I think I'm encountering a lot of errors in the section of Dugundji about uniform spaces. Let me write out my concerns.
We now use a uniformity to derive a topology. Any uniformity $\mathscr{F}$ in $Y$ gives a topology $\mathscr{T}(\mathscr{F})$ in $Y$ by taking the family $\{V[y] : V\in\mathscr{F}, y\in Y\}$ as basis. With this topology in $Y$, it is easy to verify that in the space $Y\times Y$, the family $\{\text{Int}\ V: V\in\mathscr{F}\}$ is a uniformity equivalent to $\mathscr{F}$ and inducing the same topology.
There is two concerns of mine while reading this. First off, the fact that it's a basis is very suspicious.
Second concern is pretty apparent.

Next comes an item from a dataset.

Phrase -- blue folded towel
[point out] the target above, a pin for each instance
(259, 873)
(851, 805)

Take $\mathscr{F} = \{V(r): r>0\}$ where $V(r) = \{(x, y)\in\mathbb{R}^2: |x-y|<r\}$ and $V(r)[x]$ are clearly just open intervals, so the topology here is the Euclidean topology.
But if we take $W(r) = \{(x, y) : |x-y|\leq r\}$ instead, $W(r)[x]$ are closed intervals, which not only don't form a basis, since $[0, 1]\cap [1, 2] = \{1\}$ for example, but there is no closed interval which would be a subset of $\{1\}$ (degenerated intervals are not taken here), but even if we accept this as a subbasis, it would be discrete!

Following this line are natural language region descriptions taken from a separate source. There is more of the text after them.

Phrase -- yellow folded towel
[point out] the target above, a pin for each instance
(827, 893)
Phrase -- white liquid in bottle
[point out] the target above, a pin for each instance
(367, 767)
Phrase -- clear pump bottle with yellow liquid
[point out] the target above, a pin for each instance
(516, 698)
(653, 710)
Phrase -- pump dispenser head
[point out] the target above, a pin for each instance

For people that don't have this book, here is some of the notation and definitions:
$\Delta := \{(x, x) : x\in Y\}$, $V[x] := \{y : (y, x)\in V\}$ (this was also corrected)
Definition. A uniformity in a set $Y$ is a family $\mathscr{F}$ of subsets of $Y\times Y$ such that
- $\Delta\subseteq V$ for $V\in\mathscr{F}$,
- For any $V_1, V_2\in\mathscr{F}$ there is $W\in\mathscr{F}$ such that $W\subseteq V_1\cap V_2$,
- For any $V\in \mathscr{F}$ there is $W\in\mathscr{F}$ such that $W\circ W^{-1} \subseteq V$.

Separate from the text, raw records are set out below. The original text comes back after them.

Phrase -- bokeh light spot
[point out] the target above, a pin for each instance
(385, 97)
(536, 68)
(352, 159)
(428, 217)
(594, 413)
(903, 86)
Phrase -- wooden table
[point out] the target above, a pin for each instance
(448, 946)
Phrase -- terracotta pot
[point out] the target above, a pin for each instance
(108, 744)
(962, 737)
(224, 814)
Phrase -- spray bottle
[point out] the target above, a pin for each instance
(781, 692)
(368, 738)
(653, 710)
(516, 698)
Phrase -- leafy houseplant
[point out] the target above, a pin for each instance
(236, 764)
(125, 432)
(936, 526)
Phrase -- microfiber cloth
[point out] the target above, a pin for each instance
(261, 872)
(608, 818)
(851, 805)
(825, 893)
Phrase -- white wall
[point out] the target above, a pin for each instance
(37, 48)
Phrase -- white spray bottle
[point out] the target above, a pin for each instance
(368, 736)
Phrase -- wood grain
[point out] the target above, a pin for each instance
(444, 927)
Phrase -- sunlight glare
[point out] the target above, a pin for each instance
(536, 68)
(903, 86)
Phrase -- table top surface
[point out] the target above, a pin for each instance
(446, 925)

I really don't know what to do, I've read so much of this book but now there's so much errors.
Maybe I misunderstood something? I really have no idea. This concerns me so much.
Let $W_r=\left\{\langle x,y\rangle\in\Bbb R^2:|x-y|\le r\right\}$, and let $\mathscr{W}=\{W_r:r>0\}$. For each $x\in\Bbb R$ let $\mathscr{W}(x)=\{W[x]:W\in\mathscr{W}\}$. Then $\bigcup_{x\in\Bbb R}\mathscr{W}(x)$ is a nbhd base for the Euclidean topology in the sense that $U\subseteq\Bbb R$ is open the Euclidean topology iff for each $x\in U$ there is a $W[x]\in\mathscr{W}(x)$ such that $W[x]\subseteq U$.
In other words, Dugundji is using basis in a slightly non-standard fashion here. If $\langle X,\tau\rangle$ is a space, he’s thinking here of a family $\mathscr{B}=\bigcup_{x\in X}\mathscr{B}_x$, where each $\mathscr{B}_x$ is a nbhd base at $x$. Note that the members of $\mathscr{B}$ do not themselves have to be open: saying that $\mathscr{B}_x$ is a nbhd base at $x$ is just saying that a set $A$ is a (not necessarily open) nbhd of $x$ iff it contains some member of $\mathscr{B}_x$.